ComfyLab
Wan 2.2 I2V vs Wan 2.1: Same First Frame, Same RTX 3090, Clearly Different Quality

Wan 2.2 I2V vs Wan 2.1: Same First Frame, Same RTX 3090, Clearly Different Quality

13 min
Savien

Wan 2.2 I2V vs Wan 2.1: Same First Frame, Same RTX 3090, Clearly Different Quality

Leer en español →

Run the exact same image-to-video test twice—same starting frame, same seed, same hardware—and you’ll spot measurable differences in how two models tackle the same creative problem. That’s what I found when I swapped Wan 2.1 I2V for Wan 2.2 I2V in ComfyUI and re-rendered a boxing-gym scene from the same extracted first frame. The results weren’t subtle: the punching bag stayed crisp instead of softening, motion became decisive instead of ambiguous, and the whole thing finished 2 minutes faster despite running two separate models.

This comparison uses identical conditions—same hardware (RTX 3090), same seed (203598512577918), same output specs—to see whether Wan 2.2’s new mixture-of-experts architecture produces a real, observable difference. It did, though this single test can’t fully separate the architecture change from the different quantization used (more on that below).

At a glance: Wan 2.2 I2V vs Wan 2.1 I2V

MetricWan 2.2 I2VWan 2.1 I2V
ArchitectureDual MoE (HighNoise + LowNoise)Single unified model
Total execution time18m 3s20m 10s
Speed advantage~10% fasterBaseline
Punching bag sharpnessCrisp, well-defined across all framesSoftens and blurs by mid-animation
Motion qualityDecisive, clear contact and follow-throughAmbiguous, unclear weight transfer
Muscle/detail definitionSharp, preserved fine textureSoft, watercolor-like quality
Real peak VRAM~16GB (one 14B model resident at a time, dynamic loading)~13.7GB + 6.4GB encoder
Quantization usedQ4_K_M (9.65GB per model on disk)Q6_K

👉 Quick takeaway: In this specific test, Wan 2.2 I2V produced noticeably sharper output and finished faster on the same hardware. Whether that holds as a general rule wasn’t tested here.


The Architecture Shift: Why Wan 2.2 Isn’t Just a Version Bump

Wan 2.2 I2V introduces a structural change that goes beyond typical incremental updates. Instead of a single unified model handling all denoising steps, Wan 2.2 splits the workload across two specialized models using a mixture-of-experts (MoE) design:

  • HighNoise model: Handles the early denoising steps (0–10 of 20) when the latent space is still noisy and the model has more creative freedom.
  • LowNoise model: Takes over for the final refinement steps (10–20), where precision matters more than exploration.

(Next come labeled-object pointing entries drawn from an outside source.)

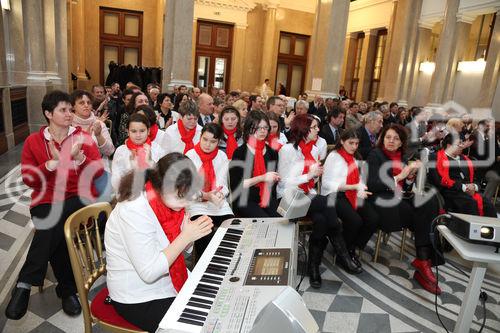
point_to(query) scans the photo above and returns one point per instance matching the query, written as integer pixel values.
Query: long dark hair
(174, 172)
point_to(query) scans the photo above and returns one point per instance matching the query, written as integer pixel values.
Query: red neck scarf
(273, 141)
(309, 160)
(231, 143)
(152, 132)
(397, 165)
(352, 176)
(259, 168)
(443, 168)
(140, 152)
(186, 135)
(170, 222)
(207, 167)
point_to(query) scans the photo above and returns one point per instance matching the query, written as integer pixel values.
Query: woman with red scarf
(342, 182)
(137, 153)
(212, 164)
(299, 168)
(145, 237)
(390, 179)
(185, 134)
(252, 171)
(230, 121)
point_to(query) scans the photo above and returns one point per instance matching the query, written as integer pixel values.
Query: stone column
(462, 33)
(177, 51)
(366, 66)
(38, 82)
(403, 31)
(490, 75)
(327, 54)
(78, 42)
(444, 56)
(349, 59)
(268, 45)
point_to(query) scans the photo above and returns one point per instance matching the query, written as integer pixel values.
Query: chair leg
(377, 245)
(387, 236)
(403, 243)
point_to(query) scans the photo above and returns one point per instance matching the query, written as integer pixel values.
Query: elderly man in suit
(368, 134)
(332, 130)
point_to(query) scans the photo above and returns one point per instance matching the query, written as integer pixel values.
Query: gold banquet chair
(85, 249)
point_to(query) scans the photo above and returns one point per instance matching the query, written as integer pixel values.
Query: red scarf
(186, 135)
(207, 167)
(309, 160)
(273, 141)
(231, 143)
(140, 152)
(352, 176)
(152, 132)
(259, 168)
(170, 222)
(397, 165)
(443, 168)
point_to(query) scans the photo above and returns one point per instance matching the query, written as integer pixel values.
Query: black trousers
(201, 244)
(147, 315)
(324, 217)
(358, 224)
(49, 245)
(252, 209)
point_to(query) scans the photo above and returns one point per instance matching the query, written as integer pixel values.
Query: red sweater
(62, 183)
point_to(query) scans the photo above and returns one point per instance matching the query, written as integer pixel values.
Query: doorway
(213, 55)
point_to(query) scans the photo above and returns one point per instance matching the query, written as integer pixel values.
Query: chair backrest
(84, 242)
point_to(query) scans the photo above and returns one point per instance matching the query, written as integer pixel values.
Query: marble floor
(382, 299)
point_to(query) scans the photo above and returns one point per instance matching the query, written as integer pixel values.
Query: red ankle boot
(432, 288)
(424, 268)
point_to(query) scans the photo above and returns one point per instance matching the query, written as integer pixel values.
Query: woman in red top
(53, 162)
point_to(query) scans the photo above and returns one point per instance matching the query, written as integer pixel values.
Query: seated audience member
(368, 134)
(332, 130)
(231, 126)
(454, 177)
(212, 164)
(252, 171)
(85, 118)
(390, 176)
(156, 136)
(276, 138)
(341, 180)
(137, 153)
(352, 118)
(242, 108)
(53, 161)
(300, 168)
(186, 132)
(166, 116)
(145, 237)
(486, 150)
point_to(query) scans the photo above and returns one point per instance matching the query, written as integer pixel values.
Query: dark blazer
(327, 134)
(365, 145)
(200, 119)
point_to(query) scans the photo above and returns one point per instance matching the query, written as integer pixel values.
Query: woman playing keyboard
(145, 237)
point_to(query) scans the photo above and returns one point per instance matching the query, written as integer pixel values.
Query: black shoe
(71, 305)
(355, 258)
(18, 304)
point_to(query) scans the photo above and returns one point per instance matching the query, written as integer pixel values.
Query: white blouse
(221, 165)
(122, 165)
(172, 140)
(335, 173)
(137, 268)
(290, 167)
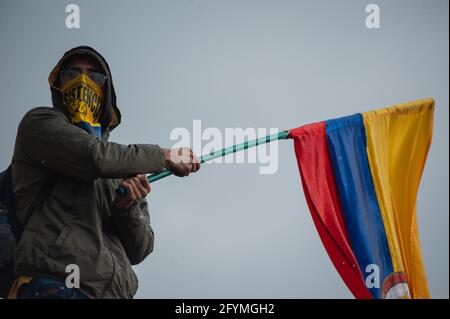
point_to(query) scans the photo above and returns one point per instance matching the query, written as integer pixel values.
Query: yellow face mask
(83, 98)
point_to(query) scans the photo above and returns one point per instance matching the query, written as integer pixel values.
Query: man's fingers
(135, 192)
(129, 188)
(144, 182)
(138, 188)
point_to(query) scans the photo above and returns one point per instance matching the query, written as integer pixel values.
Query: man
(65, 173)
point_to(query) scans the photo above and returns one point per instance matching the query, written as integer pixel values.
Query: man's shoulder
(40, 112)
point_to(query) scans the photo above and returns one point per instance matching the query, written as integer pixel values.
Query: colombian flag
(360, 175)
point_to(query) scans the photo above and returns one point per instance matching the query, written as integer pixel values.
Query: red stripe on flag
(321, 194)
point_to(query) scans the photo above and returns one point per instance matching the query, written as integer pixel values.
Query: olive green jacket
(78, 223)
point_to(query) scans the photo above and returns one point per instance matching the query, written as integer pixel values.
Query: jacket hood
(111, 116)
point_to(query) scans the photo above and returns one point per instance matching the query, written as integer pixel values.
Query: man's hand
(137, 187)
(181, 161)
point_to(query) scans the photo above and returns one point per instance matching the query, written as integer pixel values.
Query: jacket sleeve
(48, 139)
(134, 229)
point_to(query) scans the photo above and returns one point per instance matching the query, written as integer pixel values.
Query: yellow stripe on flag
(398, 139)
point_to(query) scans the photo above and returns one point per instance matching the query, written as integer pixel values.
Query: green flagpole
(120, 191)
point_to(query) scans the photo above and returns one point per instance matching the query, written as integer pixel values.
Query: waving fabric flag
(360, 175)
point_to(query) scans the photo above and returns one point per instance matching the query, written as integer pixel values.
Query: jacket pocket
(60, 240)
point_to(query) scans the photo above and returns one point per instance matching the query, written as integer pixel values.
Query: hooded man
(65, 172)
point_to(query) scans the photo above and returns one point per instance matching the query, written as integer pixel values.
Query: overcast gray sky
(229, 232)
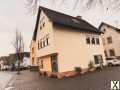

This separation makes theoretical sense. Early denoising is about establishing overall motion and composition; later steps are about sharpening details and preventing drift. By training separate models for each task, the Wan 2.2 MoE architecture can optimize each stage independently.

Wan 2.1 used a single 14B model for all 20 steps. Simpler to manage and faster to load—but less specialized.

💡 Tip: The dual-model approach requires a different workflow structure in ComfyUI: two KSamplerAdvanced nodes (one per model) instead of a single sampler, chained to pass latent output from the first to the second. The official template handles this automatically, but it’s the core technical difference you’ll encounter when implementing Wan 2.2 vs Wan 2.1 locally.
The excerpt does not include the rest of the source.